I’d only been waiting and eavesdropping on this fascinating back-street gossip a few moments when I noticed out of the corner of my eye a woman approaching. It was dark but there was something about her, something in the way she moved, something different. She had a bearing that was not a back-streets sort of bearing. And then I realised.
‘Miss Johnson?’ I said, as she approached. The aviatrix.
‘Ah, Morley’s assistant. I’m terribly sorry, I’ve forgotten your name. I met so many people this evening.’
‘Sefton,’ I said. ‘Stephen Sefton.’
‘Sefton, yes, that’s right.’
‘You’ve changed?’ I said, rather redundantly, since she obviously had.
‘Yes. I couldn’t put up with that evening garb the whole time. I’m much more comfortable in this.’ This was a fine fitted misty-blue woollen suit with a long skirt that vaguely resembled one of her flying outfits – and indeed she had a white silk scarf knotted cravat-style at her throat, as though she were about to mount a plane and roar off to Africa at any moment. Miriam would perhaps have described the outfit as practical and stylish, though she would of course have disdained the practical. ‘Mr Morley went on with his daughter. I just thought I’d take a stroll. Off again early tomorrow.’
‘Well, I’m just queuing for a pie here, Miss Johnson, if you’d like to join me?’ Which is one of those sentences that one never expects oneself to say and which indeed one is utterly surprised to find sayable even at the point of its saying. Amy Johnson’s reply was equally surprising.
‘Do you know, Stephen Sefton, that is the most welcome invitation I’ve received in a very long time.’

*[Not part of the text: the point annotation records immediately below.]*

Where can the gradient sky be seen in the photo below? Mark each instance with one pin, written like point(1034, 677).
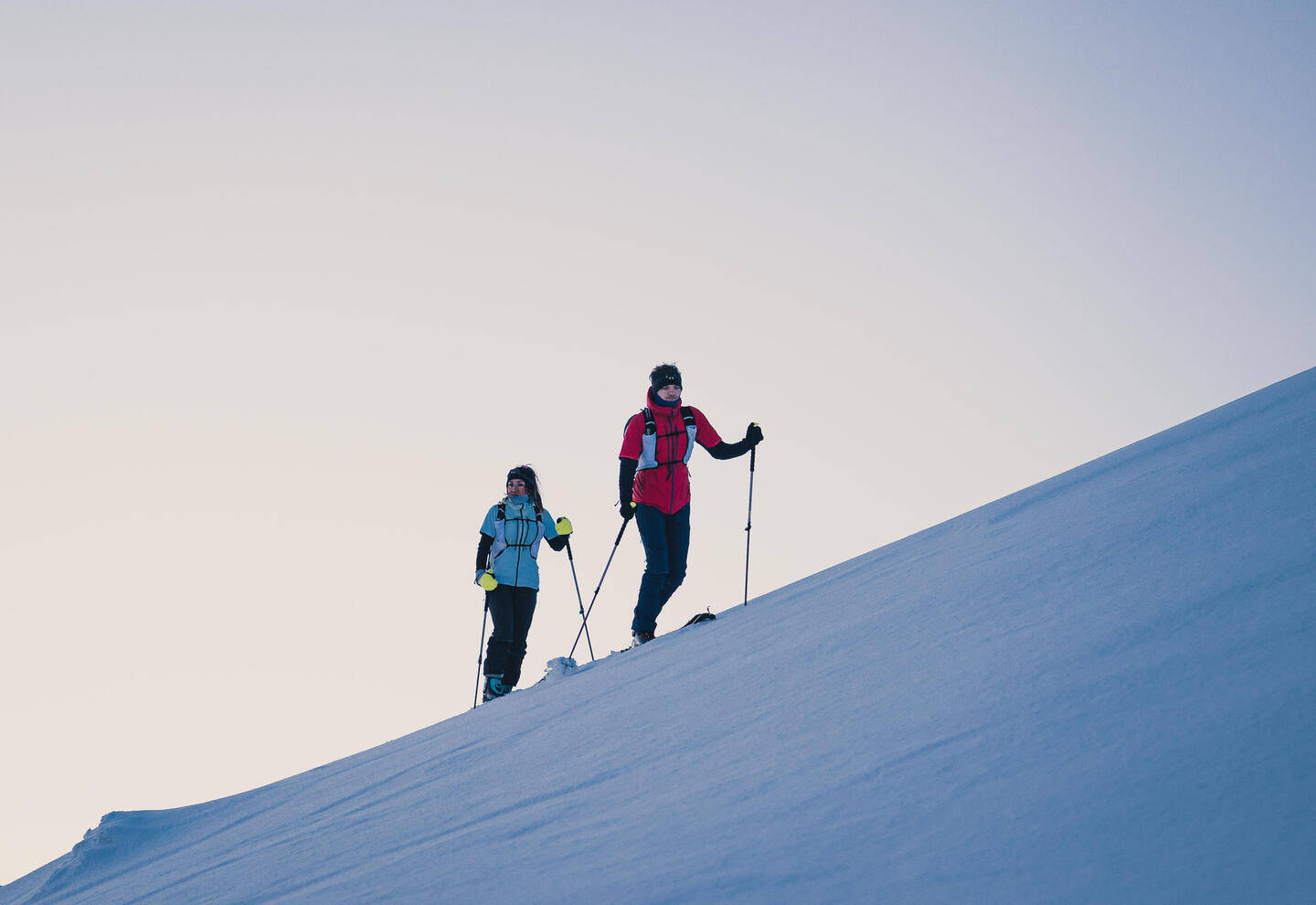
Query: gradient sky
point(287, 287)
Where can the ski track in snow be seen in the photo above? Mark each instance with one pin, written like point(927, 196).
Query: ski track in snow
point(1099, 688)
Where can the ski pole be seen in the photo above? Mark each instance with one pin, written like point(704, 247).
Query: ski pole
point(749, 521)
point(479, 661)
point(571, 559)
point(586, 617)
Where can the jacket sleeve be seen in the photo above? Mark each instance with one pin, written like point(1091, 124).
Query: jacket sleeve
point(482, 553)
point(627, 480)
point(631, 436)
point(707, 437)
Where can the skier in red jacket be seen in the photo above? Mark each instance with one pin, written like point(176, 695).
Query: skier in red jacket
point(654, 487)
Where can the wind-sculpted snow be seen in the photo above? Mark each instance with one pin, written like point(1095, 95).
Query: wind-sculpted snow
point(1098, 689)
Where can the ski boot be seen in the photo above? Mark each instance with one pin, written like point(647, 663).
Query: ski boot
point(494, 687)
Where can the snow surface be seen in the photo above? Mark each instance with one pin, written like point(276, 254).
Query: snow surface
point(1102, 688)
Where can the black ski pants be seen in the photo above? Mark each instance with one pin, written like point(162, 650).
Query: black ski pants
point(666, 541)
point(512, 609)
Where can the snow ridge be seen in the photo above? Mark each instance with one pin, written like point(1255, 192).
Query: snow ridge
point(1099, 688)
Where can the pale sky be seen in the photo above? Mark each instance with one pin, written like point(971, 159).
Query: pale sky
point(286, 288)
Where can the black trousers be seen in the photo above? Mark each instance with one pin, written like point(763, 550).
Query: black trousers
point(512, 609)
point(666, 541)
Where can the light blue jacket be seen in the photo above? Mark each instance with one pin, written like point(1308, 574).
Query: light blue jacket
point(516, 541)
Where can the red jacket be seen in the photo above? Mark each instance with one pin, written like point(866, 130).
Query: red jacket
point(664, 487)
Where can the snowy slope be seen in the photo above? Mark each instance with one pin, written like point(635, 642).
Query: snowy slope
point(1102, 688)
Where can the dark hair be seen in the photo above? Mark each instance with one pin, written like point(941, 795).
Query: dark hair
point(532, 482)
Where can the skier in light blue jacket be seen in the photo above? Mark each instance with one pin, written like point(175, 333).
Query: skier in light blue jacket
point(507, 567)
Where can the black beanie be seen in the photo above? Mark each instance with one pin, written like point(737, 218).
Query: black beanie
point(663, 375)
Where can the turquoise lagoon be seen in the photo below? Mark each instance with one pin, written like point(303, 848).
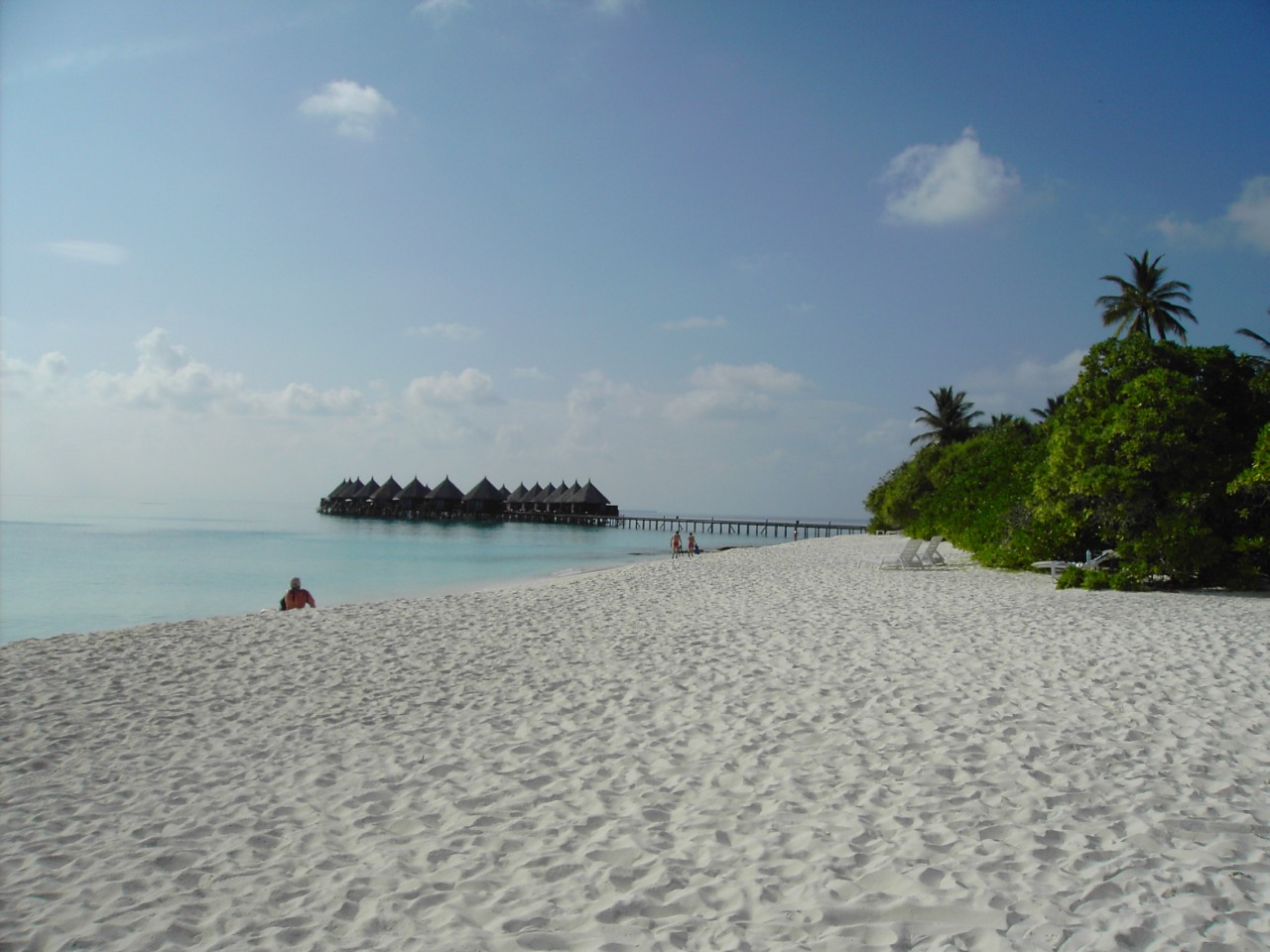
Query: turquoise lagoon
point(77, 565)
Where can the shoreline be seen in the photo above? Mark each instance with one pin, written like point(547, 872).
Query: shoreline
point(772, 747)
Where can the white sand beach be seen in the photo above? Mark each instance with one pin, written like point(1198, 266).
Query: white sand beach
point(756, 749)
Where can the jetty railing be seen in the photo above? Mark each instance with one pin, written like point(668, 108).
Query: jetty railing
point(714, 526)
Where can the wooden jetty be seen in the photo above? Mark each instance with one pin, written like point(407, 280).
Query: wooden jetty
point(711, 526)
point(558, 506)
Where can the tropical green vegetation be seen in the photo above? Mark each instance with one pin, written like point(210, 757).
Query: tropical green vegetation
point(1159, 451)
point(1148, 302)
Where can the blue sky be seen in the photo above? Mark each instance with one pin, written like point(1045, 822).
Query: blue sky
point(708, 255)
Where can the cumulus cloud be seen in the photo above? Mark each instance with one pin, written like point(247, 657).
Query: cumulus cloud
point(91, 252)
point(728, 390)
point(470, 386)
point(40, 377)
point(1024, 385)
point(445, 331)
point(948, 184)
point(356, 109)
point(1246, 221)
point(441, 8)
point(697, 322)
point(168, 377)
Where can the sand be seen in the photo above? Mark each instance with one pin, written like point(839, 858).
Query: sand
point(758, 749)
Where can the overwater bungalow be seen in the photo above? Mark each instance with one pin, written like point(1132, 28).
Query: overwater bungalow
point(413, 499)
point(445, 499)
point(390, 500)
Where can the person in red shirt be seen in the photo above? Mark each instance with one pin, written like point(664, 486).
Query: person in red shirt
point(298, 597)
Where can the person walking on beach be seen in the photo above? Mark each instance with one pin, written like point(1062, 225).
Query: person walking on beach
point(298, 597)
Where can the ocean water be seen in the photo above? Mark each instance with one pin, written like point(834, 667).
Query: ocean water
point(77, 565)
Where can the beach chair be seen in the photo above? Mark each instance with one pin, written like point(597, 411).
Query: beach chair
point(1058, 566)
point(929, 555)
point(906, 558)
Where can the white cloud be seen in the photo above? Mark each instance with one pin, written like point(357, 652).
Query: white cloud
point(697, 322)
point(40, 377)
point(531, 373)
point(445, 331)
point(168, 377)
point(357, 109)
point(1246, 221)
point(1024, 385)
point(948, 184)
point(470, 386)
point(728, 390)
point(91, 252)
point(1251, 212)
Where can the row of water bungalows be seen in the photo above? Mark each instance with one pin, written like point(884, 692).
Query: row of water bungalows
point(416, 500)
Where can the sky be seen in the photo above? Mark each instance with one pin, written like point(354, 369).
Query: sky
point(708, 255)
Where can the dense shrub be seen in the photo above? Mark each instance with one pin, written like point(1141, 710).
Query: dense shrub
point(1159, 451)
point(893, 502)
point(980, 495)
point(1141, 458)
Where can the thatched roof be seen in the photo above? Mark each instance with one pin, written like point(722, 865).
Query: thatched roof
point(589, 495)
point(445, 492)
point(413, 490)
point(388, 492)
point(484, 492)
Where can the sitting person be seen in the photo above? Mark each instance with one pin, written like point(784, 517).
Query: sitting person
point(296, 597)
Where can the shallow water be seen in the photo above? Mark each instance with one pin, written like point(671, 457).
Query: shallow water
point(75, 565)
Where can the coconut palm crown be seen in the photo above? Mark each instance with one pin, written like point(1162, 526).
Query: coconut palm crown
point(1147, 303)
point(1254, 335)
point(951, 421)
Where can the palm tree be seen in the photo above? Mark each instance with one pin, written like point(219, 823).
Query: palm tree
point(951, 421)
point(1147, 302)
point(1257, 338)
point(1052, 405)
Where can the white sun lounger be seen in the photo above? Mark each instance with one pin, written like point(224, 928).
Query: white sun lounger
point(906, 558)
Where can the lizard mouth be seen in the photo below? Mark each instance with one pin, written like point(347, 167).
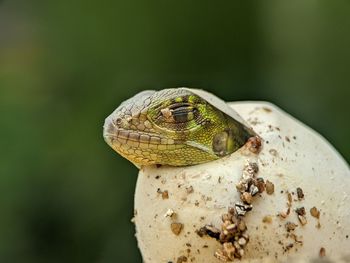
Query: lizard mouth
point(116, 137)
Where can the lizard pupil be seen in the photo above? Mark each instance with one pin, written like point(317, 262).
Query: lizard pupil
point(179, 113)
point(182, 114)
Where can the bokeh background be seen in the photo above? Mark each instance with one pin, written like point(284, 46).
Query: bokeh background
point(65, 196)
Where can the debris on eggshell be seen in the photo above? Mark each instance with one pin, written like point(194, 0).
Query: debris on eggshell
point(322, 252)
point(315, 212)
point(300, 193)
point(176, 228)
point(270, 187)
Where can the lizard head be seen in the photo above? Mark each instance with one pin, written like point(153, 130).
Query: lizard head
point(173, 127)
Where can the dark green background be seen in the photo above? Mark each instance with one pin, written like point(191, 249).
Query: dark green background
point(65, 196)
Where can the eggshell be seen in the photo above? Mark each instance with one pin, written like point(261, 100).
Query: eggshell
point(173, 203)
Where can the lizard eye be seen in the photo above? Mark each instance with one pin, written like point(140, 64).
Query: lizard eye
point(179, 113)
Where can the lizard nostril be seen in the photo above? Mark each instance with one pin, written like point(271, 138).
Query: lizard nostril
point(118, 121)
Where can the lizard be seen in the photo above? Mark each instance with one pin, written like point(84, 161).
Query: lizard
point(176, 127)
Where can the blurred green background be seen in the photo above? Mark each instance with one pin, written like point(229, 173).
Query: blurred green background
point(65, 196)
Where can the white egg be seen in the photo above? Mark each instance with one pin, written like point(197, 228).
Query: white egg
point(173, 203)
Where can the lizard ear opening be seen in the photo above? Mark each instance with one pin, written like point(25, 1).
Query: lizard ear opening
point(223, 143)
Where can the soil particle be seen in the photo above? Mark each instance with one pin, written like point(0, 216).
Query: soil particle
point(176, 228)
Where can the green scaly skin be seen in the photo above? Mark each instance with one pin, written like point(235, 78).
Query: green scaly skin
point(172, 127)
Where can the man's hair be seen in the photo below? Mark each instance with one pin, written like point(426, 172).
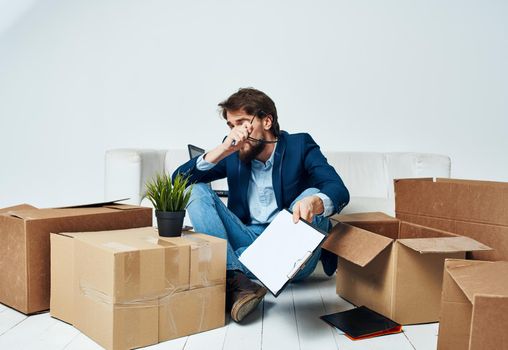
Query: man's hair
point(252, 102)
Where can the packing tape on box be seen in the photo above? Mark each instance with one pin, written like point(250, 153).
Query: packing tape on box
point(146, 301)
point(201, 262)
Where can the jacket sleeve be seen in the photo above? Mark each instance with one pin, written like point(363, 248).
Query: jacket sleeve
point(189, 168)
point(323, 176)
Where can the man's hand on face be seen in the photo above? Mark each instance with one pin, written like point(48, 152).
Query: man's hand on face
point(307, 207)
point(239, 134)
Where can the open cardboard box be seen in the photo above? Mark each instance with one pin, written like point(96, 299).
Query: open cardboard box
point(476, 209)
point(24, 245)
point(474, 306)
point(132, 288)
point(393, 267)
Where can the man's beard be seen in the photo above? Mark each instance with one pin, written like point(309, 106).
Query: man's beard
point(251, 153)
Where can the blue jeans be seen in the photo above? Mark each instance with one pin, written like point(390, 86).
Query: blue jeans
point(209, 215)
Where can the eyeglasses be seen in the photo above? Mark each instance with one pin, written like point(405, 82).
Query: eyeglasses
point(260, 114)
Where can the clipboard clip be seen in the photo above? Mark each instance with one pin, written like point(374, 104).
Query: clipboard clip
point(298, 264)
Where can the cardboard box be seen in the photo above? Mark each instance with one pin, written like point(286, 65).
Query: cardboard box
point(476, 209)
point(393, 267)
point(131, 288)
point(24, 245)
point(474, 306)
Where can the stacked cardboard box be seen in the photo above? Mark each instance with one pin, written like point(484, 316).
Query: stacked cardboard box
point(131, 288)
point(393, 267)
point(474, 306)
point(476, 209)
point(24, 245)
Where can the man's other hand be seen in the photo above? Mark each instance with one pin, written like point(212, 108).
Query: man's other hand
point(307, 207)
point(239, 135)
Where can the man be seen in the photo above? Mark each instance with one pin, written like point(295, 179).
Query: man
point(267, 170)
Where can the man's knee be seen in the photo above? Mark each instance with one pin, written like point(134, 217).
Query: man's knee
point(199, 192)
point(307, 193)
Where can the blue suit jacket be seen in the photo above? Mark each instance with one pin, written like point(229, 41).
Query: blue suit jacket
point(298, 165)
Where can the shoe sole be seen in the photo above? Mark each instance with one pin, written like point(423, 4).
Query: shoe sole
point(246, 305)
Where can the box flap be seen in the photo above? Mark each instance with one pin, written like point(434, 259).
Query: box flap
point(481, 277)
point(16, 208)
point(363, 217)
point(112, 203)
point(355, 244)
point(461, 200)
point(443, 244)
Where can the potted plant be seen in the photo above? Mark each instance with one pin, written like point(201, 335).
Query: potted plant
point(169, 199)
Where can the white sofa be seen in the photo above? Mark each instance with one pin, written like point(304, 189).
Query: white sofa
point(368, 176)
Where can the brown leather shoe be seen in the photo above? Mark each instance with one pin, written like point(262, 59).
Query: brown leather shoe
point(242, 295)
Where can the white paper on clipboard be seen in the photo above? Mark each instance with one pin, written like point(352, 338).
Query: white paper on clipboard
point(280, 251)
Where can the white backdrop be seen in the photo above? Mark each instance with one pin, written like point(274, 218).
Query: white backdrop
point(80, 77)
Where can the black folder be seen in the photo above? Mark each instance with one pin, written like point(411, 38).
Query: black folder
point(362, 323)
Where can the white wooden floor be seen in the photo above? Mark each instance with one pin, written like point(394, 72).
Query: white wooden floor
point(289, 322)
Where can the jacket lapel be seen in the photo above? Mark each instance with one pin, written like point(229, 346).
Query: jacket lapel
point(277, 169)
point(244, 177)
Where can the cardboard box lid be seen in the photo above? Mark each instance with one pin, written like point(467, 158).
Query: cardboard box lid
point(355, 244)
point(465, 200)
point(16, 208)
point(27, 212)
point(443, 244)
point(480, 278)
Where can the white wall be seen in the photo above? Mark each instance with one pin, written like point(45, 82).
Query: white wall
point(80, 77)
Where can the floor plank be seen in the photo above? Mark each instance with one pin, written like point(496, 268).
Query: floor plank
point(213, 339)
point(82, 342)
point(246, 335)
point(313, 333)
point(38, 332)
point(423, 336)
point(290, 321)
point(279, 322)
point(9, 318)
point(173, 344)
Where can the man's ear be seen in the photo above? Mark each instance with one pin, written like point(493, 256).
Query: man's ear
point(267, 122)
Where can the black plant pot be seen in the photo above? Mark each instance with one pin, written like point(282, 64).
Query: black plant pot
point(170, 223)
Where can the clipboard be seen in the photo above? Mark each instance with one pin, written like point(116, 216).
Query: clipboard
point(283, 248)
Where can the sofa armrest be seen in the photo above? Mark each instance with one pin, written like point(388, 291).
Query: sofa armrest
point(127, 170)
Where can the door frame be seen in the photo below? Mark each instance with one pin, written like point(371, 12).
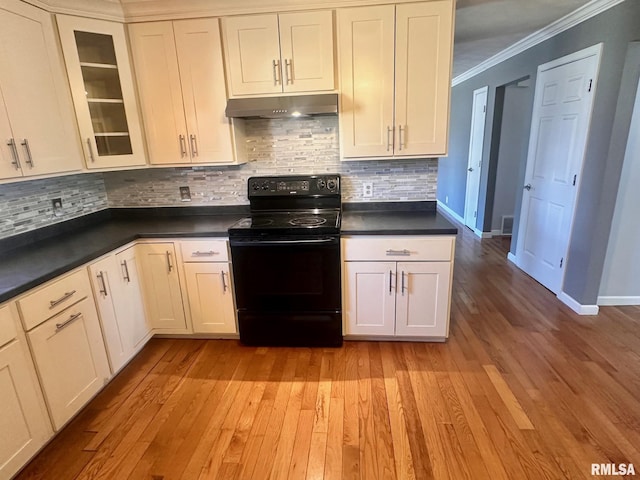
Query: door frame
point(472, 195)
point(593, 51)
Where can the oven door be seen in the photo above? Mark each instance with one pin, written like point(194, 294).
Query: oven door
point(287, 274)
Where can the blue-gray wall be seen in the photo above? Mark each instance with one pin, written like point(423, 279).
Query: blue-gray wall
point(615, 28)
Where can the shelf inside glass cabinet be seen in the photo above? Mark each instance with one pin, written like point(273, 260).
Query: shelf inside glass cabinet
point(103, 93)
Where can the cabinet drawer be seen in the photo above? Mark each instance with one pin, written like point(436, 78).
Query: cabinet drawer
point(54, 297)
point(400, 248)
point(204, 251)
point(7, 326)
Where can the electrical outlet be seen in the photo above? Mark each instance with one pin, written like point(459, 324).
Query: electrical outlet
point(185, 194)
point(57, 206)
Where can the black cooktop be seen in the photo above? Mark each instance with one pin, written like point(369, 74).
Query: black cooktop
point(316, 222)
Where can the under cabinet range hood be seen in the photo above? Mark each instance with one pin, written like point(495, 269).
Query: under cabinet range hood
point(283, 107)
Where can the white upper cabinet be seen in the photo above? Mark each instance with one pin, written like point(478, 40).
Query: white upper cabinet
point(40, 136)
point(395, 79)
point(180, 76)
point(99, 70)
point(275, 53)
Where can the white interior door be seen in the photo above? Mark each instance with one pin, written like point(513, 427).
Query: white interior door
point(559, 127)
point(476, 143)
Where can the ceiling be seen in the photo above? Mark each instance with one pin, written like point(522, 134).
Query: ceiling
point(486, 27)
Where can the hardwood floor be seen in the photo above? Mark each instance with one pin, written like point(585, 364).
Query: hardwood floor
point(523, 389)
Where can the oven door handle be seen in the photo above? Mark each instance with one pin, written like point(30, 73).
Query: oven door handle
point(267, 243)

Which is how I ended up spending one of the most peculiar nights of my life, after what had already been one of the most peculiar days of my life, sharing a meat and vegetable pie with two mugs of tea with one of the most famous women in the world in Colchester’s back streets, discussing the meaning of life, flying, romance and the distant prospects of war. It was one of those intimate, unexpected evenings that one occasionally enjoys with total strangers, when one recognises in the other some deep quality or great fascination that goes unnoticed by those we know and love. The sort of evening that is often aided by alcohol, and which can often lead to complications.
‘Are you heading back to the hotel?’ asked Amy Johnson, after we left McCluskeys.
‘I’ll maybe call in to a public house on the way,’ I said.
‘Then I might join you, if I may?’ asked Miss Johnson. And join me she most certainly did. In the Abbey Arms on St John’s Green. And in the Live and Let Live. The Shoulder of Mutton. The Goat and Boot Inn. The Duke of Connaught, the Flying Fox, the Royal Standard, the Wig and Fidget. Some of the pubs alas refused to serve women in the public bars and some were without saloons, but in others we found seats and drank quietly, deep in conversation, until we were interrupted and moved on. Miss Johnson was recognised by men and women everywhere – that double-take I’d noticed occasionally with Morley, but multiplied many times and which preceded the inevitable request for autographs. If I learned anything from my years with Morley, and as I was reminded most forcibly that evening with Miss Johnson, it is to permit the famous their privacy. They have so little they have to protect it with their lives.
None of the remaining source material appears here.